Douglas Parker, who has died at 98, was one of the last surviving Yorkshire veterans of the initial D-Day assault on the Normandy beaches on June 6, 1944.
Mr Parker, who hailed from Intake, Sheffield, was among the first ashore on Sword Beach at 7.20 that morning, as an infantryman with the Second Battalion East Yorkshire Regiment, having to brave a hail of enemy gunfire. The assault aimed to clear the way for an invasion force to establish the foothold in mainland Europe that would ultimately reclaim it from the Nazis.
He had joined the forces in 1941 at 18, “as a way to escape”, he said, leaving behind his job as a metal window frame maker.
Instead he fought in one of the bloodiest battles of the war.
“I really didn’t know what I was getting into. It was really rough. We were boxed in for quite a while. But it had to be successful, and it was,” he recalled in recent years.
“If it hadn’t, it would have been a catastrophe. It was the worst part of the war – it was in such a small area.”
His training had taken place mostly in Dumfries and Galloway in south-west Scotland, before his unit was moved to the market town of Waterlooville, near Portsmouth, ready for the decisive attack.
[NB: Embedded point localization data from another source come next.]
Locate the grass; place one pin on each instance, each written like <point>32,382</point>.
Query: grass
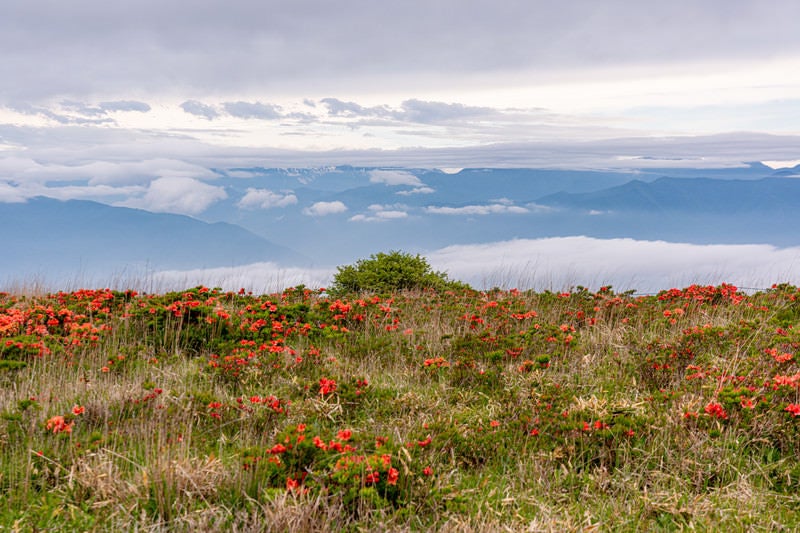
<point>467,411</point>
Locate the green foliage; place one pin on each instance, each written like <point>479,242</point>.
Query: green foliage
<point>390,272</point>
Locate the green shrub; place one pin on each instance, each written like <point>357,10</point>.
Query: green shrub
<point>390,272</point>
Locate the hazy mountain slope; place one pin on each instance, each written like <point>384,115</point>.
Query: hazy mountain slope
<point>700,195</point>
<point>43,235</point>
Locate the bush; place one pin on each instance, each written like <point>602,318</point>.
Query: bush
<point>390,272</point>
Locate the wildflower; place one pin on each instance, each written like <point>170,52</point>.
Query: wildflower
<point>326,386</point>
<point>793,408</point>
<point>58,425</point>
<point>716,410</point>
<point>277,449</point>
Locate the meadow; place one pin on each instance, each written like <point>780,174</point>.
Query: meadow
<point>453,410</point>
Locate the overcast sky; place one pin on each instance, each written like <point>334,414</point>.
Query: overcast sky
<point>546,264</point>
<point>429,83</point>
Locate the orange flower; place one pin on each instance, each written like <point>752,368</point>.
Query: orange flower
<point>58,425</point>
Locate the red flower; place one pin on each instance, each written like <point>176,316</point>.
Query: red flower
<point>793,408</point>
<point>326,386</point>
<point>278,448</point>
<point>716,410</point>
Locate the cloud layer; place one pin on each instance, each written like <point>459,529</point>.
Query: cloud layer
<point>553,264</point>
His unit sailed across the Channel on the Empire Battleaxe, making the final journey to the beach in purpose-built flat-bottom craft which each carried around 35 men.
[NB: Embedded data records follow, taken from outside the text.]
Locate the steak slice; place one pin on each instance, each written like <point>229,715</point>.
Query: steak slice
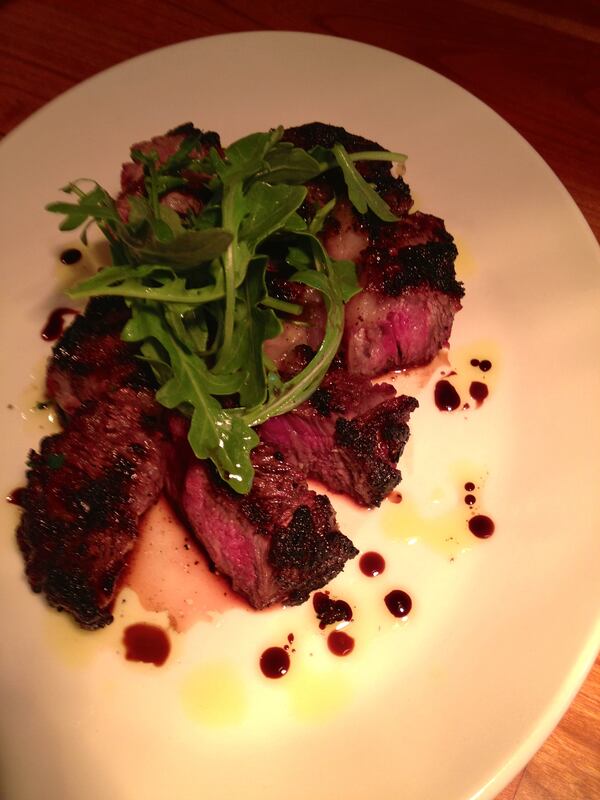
<point>405,313</point>
<point>91,360</point>
<point>349,435</point>
<point>87,488</point>
<point>183,200</point>
<point>275,544</point>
“It was just pot luck who was going to get there first,” he said. “Our objective was to make the place clear for all the thousands of troops to follow, and that’s what we did. We had heavy casualties.”
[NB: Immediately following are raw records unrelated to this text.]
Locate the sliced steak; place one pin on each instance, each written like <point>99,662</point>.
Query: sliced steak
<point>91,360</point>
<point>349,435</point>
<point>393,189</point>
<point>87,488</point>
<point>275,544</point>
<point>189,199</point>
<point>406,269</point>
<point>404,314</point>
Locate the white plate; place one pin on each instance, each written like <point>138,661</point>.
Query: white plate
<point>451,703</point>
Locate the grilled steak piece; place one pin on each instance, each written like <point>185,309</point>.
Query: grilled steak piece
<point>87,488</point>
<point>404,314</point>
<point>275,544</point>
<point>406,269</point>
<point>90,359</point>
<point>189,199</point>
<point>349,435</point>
The first death came before they even landed. Eric Ibbotson, Mr Parker’s platoon sergeant, was killed by a stray bullet when a loaded Sten gun fell from a table. The ammunition ricocheted around, severing the main artery in his thigh.
Acting as platoon runner, Mr Parker was the last off the ramp. “I dashed out, and I could see the machine gun bullets hitting the sand about 10 yards in front of me,” he remembered. “I could see the machine gun bullets hitting the sand about 10 yards in front of me.”
He took cover before pressing on. “I ran up and there was this chap, Corporal Wilkinson, lying on the sand. He said, ‘Help me, help me’.
“I dragged him to a little stone wall, laid him behind there and shouted to the stretcher-bearers who were hard at work, but he died. He was one of those enthusiastic soldiers – ‘Let’s get at them’. He’s buried at Hermanville Cemetery.”
Mr Parker’s war was not yet over. He served in Palestine before demobbed in 1946, at which point he returned to his job and met his wife, Maureen, a shorthand typist, at a City Hall dance. They married in 1952.
Awarded France’s highest distinction, the Légion d’honneur, in 2016, he returned many times for D-Day commemorations. His final trip was for the 75th anniversary in 2019 with his son, the Reverend John Parker.
Maureen died in 2019, aged 90, and Mr Parker is survived by two sons, five grandchildren and a great-granddaughter.